The Biblical passage spanning the details of Amnon and Tamar (and Absalom and David…) is a heart-wrenching story. I have to mentally prepare myself before reading it, to be honest. 

As I read through it this time, I paid more attention to a “supporting actor,” as it were: Jonadab. Both Amnon’s friend and cousin (2 Samuel 13:3), he plays a vital role in this narrative. 

After noticing that Amnon was sick (which was 100% self-inflicted) and asking about what was wrong, instead of taking note of the incestuous and rape-like thoughts he was experiencing and influencing him away from them, Jonadab gives Amnon a way of acting on such ideas. 

And…then he does.

Now, I don’t believe Jonadab was responsible for what Amnon did. After all, he didn’t force him to do anything and Amnon had the desire before Jonadab entered the picture. Still, Jonadab helped Amnon go from temptation to conceiving of sin (James 2:14-15). He is still a guilty party, and a beyond worthless friend. 

I had already noticed this part, though. I knew Amnon had a friend who encouraged him to take advantage of his sister. What I hadn’t noticed was the second thing Jonadab did. 

Two years passed after Amnon raped his sister, and King David did absolutely nothing as punishment. Absalom, Tamar’s sister, then took it upon himself to take care of things. At a gathering with his brothers, he had his soldiers kill Amnon for what he had done. In the commotion, some messengers got it wrong and told King David that Absalom had killed all of his sons. As he started to mourn the loss of all of his children, Jonadab spoke up, apparently in the throne room at the time. 
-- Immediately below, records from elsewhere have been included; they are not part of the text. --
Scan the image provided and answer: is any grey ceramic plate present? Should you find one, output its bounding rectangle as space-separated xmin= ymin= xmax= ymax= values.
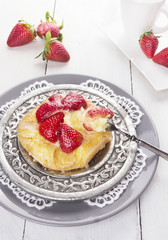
xmin=0 ymin=84 xmax=137 ymax=201
xmin=0 ymin=74 xmax=159 ymax=226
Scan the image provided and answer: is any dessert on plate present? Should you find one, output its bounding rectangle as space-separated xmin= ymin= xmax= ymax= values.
xmin=17 ymin=92 xmax=113 ymax=171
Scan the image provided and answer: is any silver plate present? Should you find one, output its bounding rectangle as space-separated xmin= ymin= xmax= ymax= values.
xmin=0 ymin=84 xmax=137 ymax=201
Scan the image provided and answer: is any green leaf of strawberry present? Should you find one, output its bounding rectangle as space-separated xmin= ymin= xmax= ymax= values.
xmin=37 ymin=12 xmax=63 ymax=38
xmin=139 ymin=31 xmax=159 ymax=58
xmin=7 ymin=20 xmax=36 ymax=47
xmin=36 ymin=31 xmax=70 ymax=62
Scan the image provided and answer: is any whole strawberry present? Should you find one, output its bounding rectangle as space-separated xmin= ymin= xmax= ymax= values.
xmin=58 ymin=123 xmax=83 ymax=153
xmin=153 ymin=47 xmax=168 ymax=67
xmin=39 ymin=112 xmax=64 ymax=143
xmin=36 ymin=32 xmax=70 ymax=62
xmin=7 ymin=21 xmax=36 ymax=47
xmin=37 ymin=12 xmax=63 ymax=38
xmin=139 ymin=31 xmax=159 ymax=58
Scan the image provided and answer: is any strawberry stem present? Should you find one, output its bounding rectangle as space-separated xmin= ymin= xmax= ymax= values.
xmin=45 ymin=11 xmax=56 ymax=23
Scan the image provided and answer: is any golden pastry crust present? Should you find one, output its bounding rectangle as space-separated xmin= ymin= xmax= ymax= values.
xmin=17 ymin=102 xmax=112 ymax=171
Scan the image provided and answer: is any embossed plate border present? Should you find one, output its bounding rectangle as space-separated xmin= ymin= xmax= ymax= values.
xmin=0 ymin=84 xmax=137 ymax=200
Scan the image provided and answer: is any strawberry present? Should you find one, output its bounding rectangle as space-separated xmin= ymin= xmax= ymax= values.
xmin=87 ymin=107 xmax=114 ymax=118
xmin=153 ymin=48 xmax=168 ymax=67
xmin=37 ymin=12 xmax=63 ymax=38
xmin=39 ymin=112 xmax=64 ymax=143
xmin=139 ymin=31 xmax=159 ymax=58
xmin=36 ymin=102 xmax=62 ymax=123
xmin=83 ymin=107 xmax=114 ymax=132
xmin=7 ymin=21 xmax=36 ymax=47
xmin=36 ymin=32 xmax=70 ymax=62
xmin=58 ymin=123 xmax=83 ymax=153
xmin=62 ymin=92 xmax=87 ymax=110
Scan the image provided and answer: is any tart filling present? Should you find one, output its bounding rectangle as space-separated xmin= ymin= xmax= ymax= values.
xmin=17 ymin=92 xmax=113 ymax=171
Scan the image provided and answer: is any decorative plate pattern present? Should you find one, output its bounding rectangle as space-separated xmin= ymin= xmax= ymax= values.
xmin=0 ymin=79 xmax=146 ymax=209
xmin=0 ymin=85 xmax=137 ymax=201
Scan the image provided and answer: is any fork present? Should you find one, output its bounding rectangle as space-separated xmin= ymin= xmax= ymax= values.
xmin=106 ymin=122 xmax=168 ymax=160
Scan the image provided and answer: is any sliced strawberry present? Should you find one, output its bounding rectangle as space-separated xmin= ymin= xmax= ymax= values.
xmin=87 ymin=107 xmax=114 ymax=118
xmin=39 ymin=112 xmax=64 ymax=143
xmin=153 ymin=48 xmax=168 ymax=67
xmin=139 ymin=31 xmax=159 ymax=58
xmin=36 ymin=102 xmax=62 ymax=123
xmin=7 ymin=21 xmax=36 ymax=47
xmin=59 ymin=123 xmax=83 ymax=153
xmin=83 ymin=107 xmax=114 ymax=132
xmin=62 ymin=92 xmax=87 ymax=110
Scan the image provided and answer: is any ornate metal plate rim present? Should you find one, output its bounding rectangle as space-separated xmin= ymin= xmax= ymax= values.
xmin=0 ymin=84 xmax=137 ymax=200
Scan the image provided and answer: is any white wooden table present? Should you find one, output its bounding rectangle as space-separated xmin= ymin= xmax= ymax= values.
xmin=0 ymin=0 xmax=168 ymax=240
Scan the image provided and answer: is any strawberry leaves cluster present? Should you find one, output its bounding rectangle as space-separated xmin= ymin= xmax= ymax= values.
xmin=139 ymin=31 xmax=168 ymax=67
xmin=7 ymin=12 xmax=70 ymax=62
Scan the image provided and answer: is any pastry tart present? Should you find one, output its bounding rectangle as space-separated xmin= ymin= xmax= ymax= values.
xmin=17 ymin=92 xmax=113 ymax=171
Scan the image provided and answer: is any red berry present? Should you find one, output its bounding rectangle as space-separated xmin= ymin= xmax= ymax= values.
xmin=39 ymin=112 xmax=64 ymax=143
xmin=153 ymin=48 xmax=168 ymax=67
xmin=45 ymin=40 xmax=70 ymax=62
xmin=59 ymin=123 xmax=83 ymax=153
xmin=139 ymin=31 xmax=159 ymax=58
xmin=7 ymin=21 xmax=36 ymax=47
xmin=62 ymin=92 xmax=87 ymax=110
xmin=87 ymin=107 xmax=114 ymax=118
xmin=36 ymin=102 xmax=62 ymax=123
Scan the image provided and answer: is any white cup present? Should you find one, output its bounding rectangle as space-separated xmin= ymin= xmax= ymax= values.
xmin=120 ymin=0 xmax=168 ymax=38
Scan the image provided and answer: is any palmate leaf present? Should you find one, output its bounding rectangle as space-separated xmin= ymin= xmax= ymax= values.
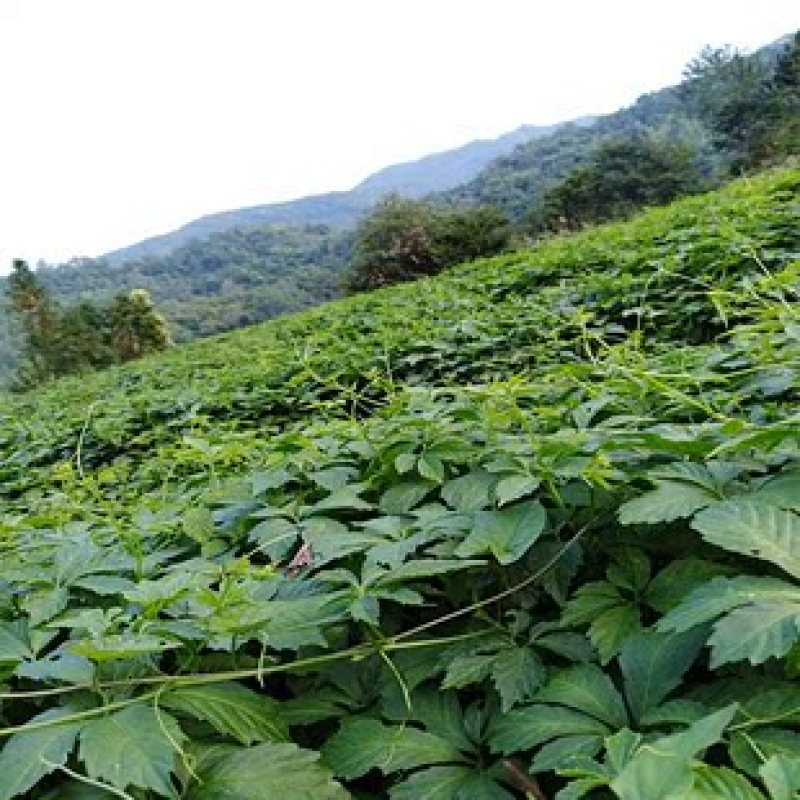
xmin=658 ymin=575 xmax=800 ymax=668
xmin=492 ymin=647 xmax=547 ymax=711
xmin=456 ymin=500 xmax=547 ymax=564
xmin=692 ymin=499 xmax=800 ymax=580
xmin=187 ymin=742 xmax=350 ymax=800
xmin=618 ymin=463 xmax=720 ymax=525
xmin=489 ymin=704 xmax=611 ymax=755
xmin=619 ymin=628 xmax=707 ymax=720
xmin=657 ymin=575 xmax=800 ymax=631
xmin=322 ymin=719 xmax=464 ymax=779
xmin=562 ymin=581 xmax=642 ymax=664
xmin=535 ymin=664 xmax=628 ymax=728
xmin=682 ymin=764 xmax=766 ymax=800
xmin=79 ymin=705 xmax=186 ymax=795
xmin=159 ymin=683 xmax=289 ymax=745
xmin=708 ymin=602 xmax=800 ymax=669
xmin=611 ymin=705 xmax=736 ymax=800
xmin=389 ymin=766 xmax=514 ymax=800
xmin=0 ymin=708 xmax=80 ymax=800
xmin=758 ymin=755 xmax=800 ymax=800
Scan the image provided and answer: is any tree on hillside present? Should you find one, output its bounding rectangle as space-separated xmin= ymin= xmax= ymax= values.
xmin=347 ymin=195 xmax=510 ymax=291
xmin=8 ymin=259 xmax=59 ymax=382
xmin=8 ymin=261 xmax=171 ymax=389
xmin=529 ymin=136 xmax=702 ymax=233
xmin=108 ymin=289 xmax=172 ymax=361
xmin=681 ymin=34 xmax=800 ymax=169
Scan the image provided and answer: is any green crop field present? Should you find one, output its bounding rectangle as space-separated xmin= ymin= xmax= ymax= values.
xmin=0 ymin=169 xmax=800 ymax=800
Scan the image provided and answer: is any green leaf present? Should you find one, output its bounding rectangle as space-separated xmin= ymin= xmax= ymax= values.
xmin=322 ymin=719 xmax=464 ymax=779
xmin=0 ymin=622 xmax=35 ymax=664
xmin=389 ymin=767 xmax=514 ymax=800
xmin=611 ymin=705 xmax=736 ymax=800
xmin=752 ymin=469 xmax=800 ymax=511
xmin=417 ymin=453 xmax=444 ymax=483
xmin=80 ymin=705 xmax=185 ymax=795
xmin=442 ymin=655 xmax=495 ymax=689
xmin=589 ymin=602 xmax=642 ymax=664
xmin=442 ymin=470 xmax=495 ymax=514
xmin=685 ymin=764 xmax=765 ymax=800
xmin=531 ymin=736 xmax=603 ymax=773
xmin=456 ymin=500 xmax=547 ymax=564
xmin=645 ymin=558 xmax=730 ymax=614
xmin=759 ymin=755 xmax=800 ymax=800
xmin=375 ymin=558 xmax=486 ymax=586
xmin=183 ymin=508 xmax=214 ymax=544
xmin=380 ymin=481 xmax=432 ymax=514
xmin=0 ymin=708 xmax=80 ymax=800
xmin=535 ymin=664 xmax=628 ymax=728
xmin=692 ymin=500 xmax=800 ymax=580
xmin=492 ymin=647 xmax=547 ymax=711
xmin=619 ymin=628 xmax=707 ymax=720
xmin=494 ymin=475 xmax=540 ymax=506
xmin=657 ymin=575 xmax=800 ymax=631
xmin=708 ymin=602 xmax=800 ymax=669
xmin=618 ymin=481 xmax=719 ymax=525
xmin=489 ymin=705 xmax=610 ymax=755
xmin=728 ymin=728 xmax=800 ymax=777
xmin=159 ymin=683 xmax=289 ymax=745
xmin=187 ymin=743 xmax=349 ymax=800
Jonadab told him, “Let not my lord suppose they have killed all the young men, the king’s sons, for only Amnon is dead. For by the command of Absalom this has been determined from the day that he forced his sister Tamar. Now therefore, let not my lord the king take the thing to his heart, to think that all the king’s sons are dead. For only Amnon is dead.” (2 Samuel 13:32-33)

What Jonadab said was true: only Amnon was killed, so the king didn’t need to mourn all of his sons. What strikes me though is how he said it. Only Amnon is dead. It’s just one son, and it was the bad one, right? So relax. Also, Absalom has been planning this since the day Amnon violated his sister Tamar. 
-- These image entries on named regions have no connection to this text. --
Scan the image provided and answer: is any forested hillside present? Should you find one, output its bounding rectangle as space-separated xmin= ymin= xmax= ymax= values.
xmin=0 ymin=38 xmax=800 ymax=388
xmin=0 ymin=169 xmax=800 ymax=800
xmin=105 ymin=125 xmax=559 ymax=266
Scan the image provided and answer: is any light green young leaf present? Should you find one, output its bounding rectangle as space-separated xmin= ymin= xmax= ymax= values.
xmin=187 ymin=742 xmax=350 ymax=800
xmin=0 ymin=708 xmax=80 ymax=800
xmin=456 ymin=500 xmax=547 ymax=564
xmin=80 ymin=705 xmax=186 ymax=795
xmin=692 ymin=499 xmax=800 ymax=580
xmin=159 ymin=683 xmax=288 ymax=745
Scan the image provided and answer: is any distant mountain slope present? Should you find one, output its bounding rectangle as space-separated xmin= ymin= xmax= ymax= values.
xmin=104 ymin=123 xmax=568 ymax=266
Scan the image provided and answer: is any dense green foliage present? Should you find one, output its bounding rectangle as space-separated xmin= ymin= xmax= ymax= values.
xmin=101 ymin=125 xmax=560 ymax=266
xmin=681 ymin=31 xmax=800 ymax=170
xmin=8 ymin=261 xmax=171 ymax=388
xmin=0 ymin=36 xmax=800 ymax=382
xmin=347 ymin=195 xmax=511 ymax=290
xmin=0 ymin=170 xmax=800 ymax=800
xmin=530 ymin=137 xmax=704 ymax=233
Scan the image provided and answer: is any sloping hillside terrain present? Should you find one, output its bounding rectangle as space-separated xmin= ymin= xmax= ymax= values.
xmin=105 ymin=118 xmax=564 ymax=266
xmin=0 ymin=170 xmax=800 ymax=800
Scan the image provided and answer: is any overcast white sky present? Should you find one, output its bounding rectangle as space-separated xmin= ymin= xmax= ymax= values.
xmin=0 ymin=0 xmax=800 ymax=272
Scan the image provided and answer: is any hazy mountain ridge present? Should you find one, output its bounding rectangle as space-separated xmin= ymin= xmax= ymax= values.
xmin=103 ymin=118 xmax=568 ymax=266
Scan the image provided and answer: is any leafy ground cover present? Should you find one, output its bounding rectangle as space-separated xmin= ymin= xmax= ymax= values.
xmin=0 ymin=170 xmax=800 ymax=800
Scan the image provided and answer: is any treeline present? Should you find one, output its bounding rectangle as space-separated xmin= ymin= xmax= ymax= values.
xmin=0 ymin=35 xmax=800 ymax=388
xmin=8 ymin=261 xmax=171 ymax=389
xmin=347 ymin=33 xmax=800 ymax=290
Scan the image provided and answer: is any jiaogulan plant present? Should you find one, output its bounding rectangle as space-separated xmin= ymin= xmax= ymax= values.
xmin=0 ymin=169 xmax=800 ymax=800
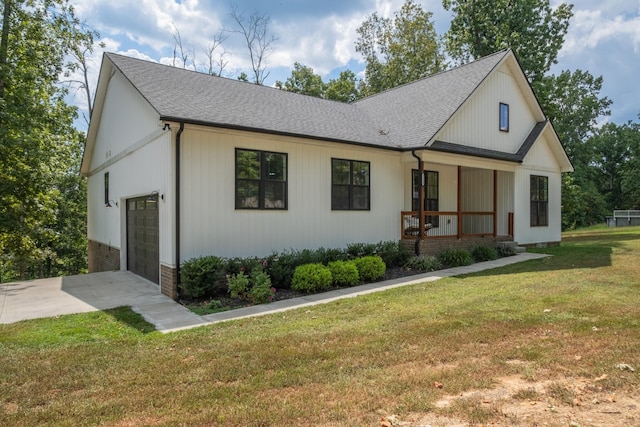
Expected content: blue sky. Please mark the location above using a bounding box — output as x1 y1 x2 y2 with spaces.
71 0 640 127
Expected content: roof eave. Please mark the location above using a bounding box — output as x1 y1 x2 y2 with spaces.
160 115 405 151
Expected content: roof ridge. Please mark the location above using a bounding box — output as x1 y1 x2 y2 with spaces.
105 52 360 105
354 48 511 104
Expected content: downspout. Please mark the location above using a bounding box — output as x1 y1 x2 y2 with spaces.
411 150 424 256
175 122 184 297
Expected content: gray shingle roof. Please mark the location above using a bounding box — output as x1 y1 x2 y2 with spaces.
355 50 509 148
428 120 548 163
106 51 508 149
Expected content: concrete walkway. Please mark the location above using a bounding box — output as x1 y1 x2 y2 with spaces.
0 253 547 333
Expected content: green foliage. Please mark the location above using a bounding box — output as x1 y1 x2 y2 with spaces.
353 255 387 282
327 261 360 286
0 0 96 279
442 0 573 82
375 240 412 267
227 270 275 304
227 272 249 299
404 256 441 271
291 263 332 294
471 246 498 262
356 0 445 96
438 248 473 267
346 243 377 259
180 255 226 299
247 271 276 304
497 245 516 257
276 62 326 98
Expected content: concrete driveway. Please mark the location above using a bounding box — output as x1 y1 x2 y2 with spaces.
0 271 206 332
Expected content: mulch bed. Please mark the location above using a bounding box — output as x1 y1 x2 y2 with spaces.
178 267 424 312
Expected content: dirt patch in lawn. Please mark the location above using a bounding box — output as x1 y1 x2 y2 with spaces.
380 375 640 427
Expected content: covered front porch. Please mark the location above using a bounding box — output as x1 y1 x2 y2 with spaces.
400 162 514 254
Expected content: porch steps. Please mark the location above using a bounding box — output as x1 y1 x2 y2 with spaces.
498 242 527 254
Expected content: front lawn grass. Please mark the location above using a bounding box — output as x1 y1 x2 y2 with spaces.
0 227 640 426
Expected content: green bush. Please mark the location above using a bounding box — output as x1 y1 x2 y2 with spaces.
291 263 332 294
353 255 387 282
327 261 360 286
247 271 276 304
498 245 516 257
438 248 473 267
266 251 300 289
227 271 249 299
375 240 412 267
180 255 226 299
345 243 377 259
404 256 442 271
471 246 498 262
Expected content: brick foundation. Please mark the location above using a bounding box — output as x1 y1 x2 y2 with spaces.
160 264 178 300
400 236 511 256
88 240 120 273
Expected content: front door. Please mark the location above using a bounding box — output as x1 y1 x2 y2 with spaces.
127 196 160 283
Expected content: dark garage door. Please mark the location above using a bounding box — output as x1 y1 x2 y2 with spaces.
127 197 160 283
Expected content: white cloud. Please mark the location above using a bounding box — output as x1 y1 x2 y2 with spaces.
560 10 640 56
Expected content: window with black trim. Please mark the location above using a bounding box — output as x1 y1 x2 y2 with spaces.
331 159 371 211
500 102 509 132
531 175 549 227
411 169 440 227
236 148 287 209
104 172 109 205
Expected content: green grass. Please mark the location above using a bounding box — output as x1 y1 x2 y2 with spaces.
0 227 640 426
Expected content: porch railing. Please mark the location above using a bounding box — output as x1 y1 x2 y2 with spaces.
400 211 496 239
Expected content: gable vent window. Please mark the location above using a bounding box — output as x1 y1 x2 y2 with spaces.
500 102 509 132
236 148 287 210
531 175 549 227
104 172 109 205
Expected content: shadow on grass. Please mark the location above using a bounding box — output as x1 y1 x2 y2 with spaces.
103 306 156 334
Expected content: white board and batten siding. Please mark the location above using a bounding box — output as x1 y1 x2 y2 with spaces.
514 130 562 244
87 73 174 269
434 64 542 153
180 126 404 260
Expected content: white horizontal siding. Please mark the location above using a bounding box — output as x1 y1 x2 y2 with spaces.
181 128 403 260
435 65 536 153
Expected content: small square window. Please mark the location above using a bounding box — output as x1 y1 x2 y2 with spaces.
500 102 509 132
Photo by Arūnas Naujokas on Unsplash

I don’t get why Jonadab did this. What was in it for him? To lead the prince into this grievous sin, and then turn around and say “Of course this is what was going to happen.” He wasn’t going to be promoted to prince, there was no prestige. What was the purpose of such wickedness? Personally, he strikes me as intensely demonic.
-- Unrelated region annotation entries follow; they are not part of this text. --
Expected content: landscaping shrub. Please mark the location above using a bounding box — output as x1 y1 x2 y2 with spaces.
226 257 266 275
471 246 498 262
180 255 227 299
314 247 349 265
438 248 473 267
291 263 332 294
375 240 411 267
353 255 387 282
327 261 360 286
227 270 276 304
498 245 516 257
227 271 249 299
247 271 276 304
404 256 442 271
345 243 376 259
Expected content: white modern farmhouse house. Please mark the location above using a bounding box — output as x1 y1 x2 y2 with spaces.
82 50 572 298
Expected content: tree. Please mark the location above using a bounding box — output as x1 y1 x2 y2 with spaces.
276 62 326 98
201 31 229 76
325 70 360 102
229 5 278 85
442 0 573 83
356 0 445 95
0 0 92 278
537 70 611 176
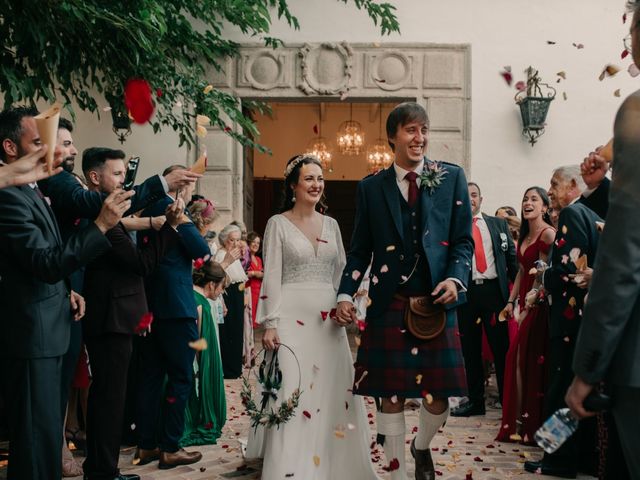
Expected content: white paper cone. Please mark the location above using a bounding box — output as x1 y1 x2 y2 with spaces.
34 103 62 173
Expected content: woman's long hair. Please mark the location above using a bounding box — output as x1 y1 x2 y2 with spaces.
520 187 552 242
279 155 327 213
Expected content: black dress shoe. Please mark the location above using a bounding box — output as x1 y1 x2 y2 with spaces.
524 460 578 478
411 438 436 480
451 401 486 417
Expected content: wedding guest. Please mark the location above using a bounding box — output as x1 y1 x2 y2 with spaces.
524 165 601 478
565 15 640 472
496 187 555 444
451 182 517 417
495 207 521 244
135 165 210 469
0 107 133 480
247 232 264 327
247 155 378 480
82 148 188 480
215 224 248 379
180 260 227 447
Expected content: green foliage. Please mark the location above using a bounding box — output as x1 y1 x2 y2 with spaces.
0 0 399 145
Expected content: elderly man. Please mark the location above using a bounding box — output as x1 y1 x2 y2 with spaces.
525 165 602 478
0 107 132 480
566 0 640 478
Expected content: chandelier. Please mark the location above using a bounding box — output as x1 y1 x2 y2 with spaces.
304 104 333 172
367 104 393 173
336 103 364 155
When we’re introduced to Jonadab, he’s described as “a very crafty man” (2 Sam. 13:3), which reminds me of how the serpent in the Garden of Eden was noted as being “more cunning than any beast of the field which the Lord God had made” (Genesis 3:1). Jonadab suggests a way for Amnon to act on his sinful desires right away; doesn’t the devil provide such unhelpful suggestions all of the time? 

Then, after committing sin, Jonadab turns on him, saying his death was inevitable and it was “only Amnon,” so no need to really grieve, Your Majesty. Does not the devil accuse us to our Father, focusing on all the bad we’ve ever done (Revelation 12:10)? 

I’m not even sure where to end that. The importance of having good friends? For sure. I think it also just shows the deceptiveness of sin. Amnon received no lasting pleasure from indulging his wicked desires, and he destroyed multiple lives (including his own) by doing so. It wasn’t worth it. Sin is never worth it. It is only by believing a lie that we can fall for the advice of the Jonadabs of life.